To side with one’s parents doesn’t tell us anything about the worthiness of the message. You don’t have to be a sociology major (like me) to realize that most people gravitate toward the same religions and political parties as their parents, because those world views are instilled in them at a young age.
Considering all the things the children could say, how legitimate is the message, “my dad is the best?” I guess if we see that a candidate’s children are well adjusted, then the candidate must be a good father; hence all the discussion from the Kerry girls in their DNC speeches about hamsters and science projects. Their participation in the campaign to date is a play to older voters, with strategists figuring the kids’ participation gives their candidate a softer, family values based image.
The Bush and Kerry daughters, to date, offer no new meaningful information to their peers.
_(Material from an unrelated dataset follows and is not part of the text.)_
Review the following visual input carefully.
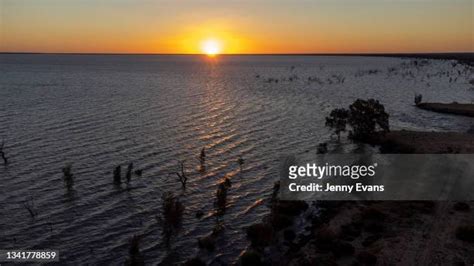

The Bush twins wrote in an online chat, “Like most kids, we do not agree with our parents on every single issue.” Great! What? “One opinion that we do share is that our father is the perfect person to be the President of the United States.” I don’t care!! What do you know?
The campaigns seem to be choosing to let a valuable opportunity pass. Hell, I’ll take it up a notch. By not allowing the Bush and Kerry kids to champion solutions to issues relevant to the rest of us 18 to 30-year-olds, the campaigns are letting a ground ball slide through their legs and risk losing the big one.
How great would it be if they allowed Jenna, Barbara, Alexandra and Vanessa to push solutions to the issues that are important for the rest of us, like better public education or access to health insurance? All the information is already there, provided by their fathers, in their responses to The 18-30 VIP. Let your best messengers deliver the message.
On Monday Night RAW, Chris “Harvard” Nowinski is the product of an elite, private education, completely out of touch with the needs of the common man.
He could never understand what it is like to be Malia Lazu. She told me during the DNC, “We have to talk about how you provide services without raising taxes. If you’re spending $30,000 a year on prisoners and $3,000 on students, then you can just sit by, decriminalize marijuana, have a lot less people in jail give money to needy kids. I was born in 1977. What really hurt me growing up? It wasn’t drugs. It was the horrible public education I got along the way. I could tell I was behind the kids who went to good schools by the time I got to college. I had never had a geography lesson.”
Three of the four campaigning kids are Ivy League grads. They all have dough. Do they know what it’s like to be forced to get on the trapeze without a net? Do they know what it’s like to pray you don’t get sick because it will bankrupt you? Do they know what it’s like to join the reserves to help pay for college and end up half way across the world fighting for your life? Maybe, not personally, but I wonder if they know people who face these challenges. If they do, what do they think about these situations or what can be done to make life better for their peers? Right now, I haven’t a clue. Let us know!
That’s what we worry about with the candidates – that they can’t see the world through our eyes. Partisan bickering makes us not want to vote. Political pandering makes us not want to vote. Certain messages and mediums make us not want to get in the political game.
Note to campaigns: Let Vanessa, Alexandra, Barbara and Jenna talk to the issues that their peers and I assume they care about. These are young, articulate, bright, successful women who know how to party (an important credibility builder).
Before we give up on them completely, I did read about one ray of hope. Apparently Vanessa Kerry went on the record recently as being in favor of gay marriage, a position that her father has not taken. Whether you agree with her or not, her voice just became more legitimate. Maybe there is hope after all.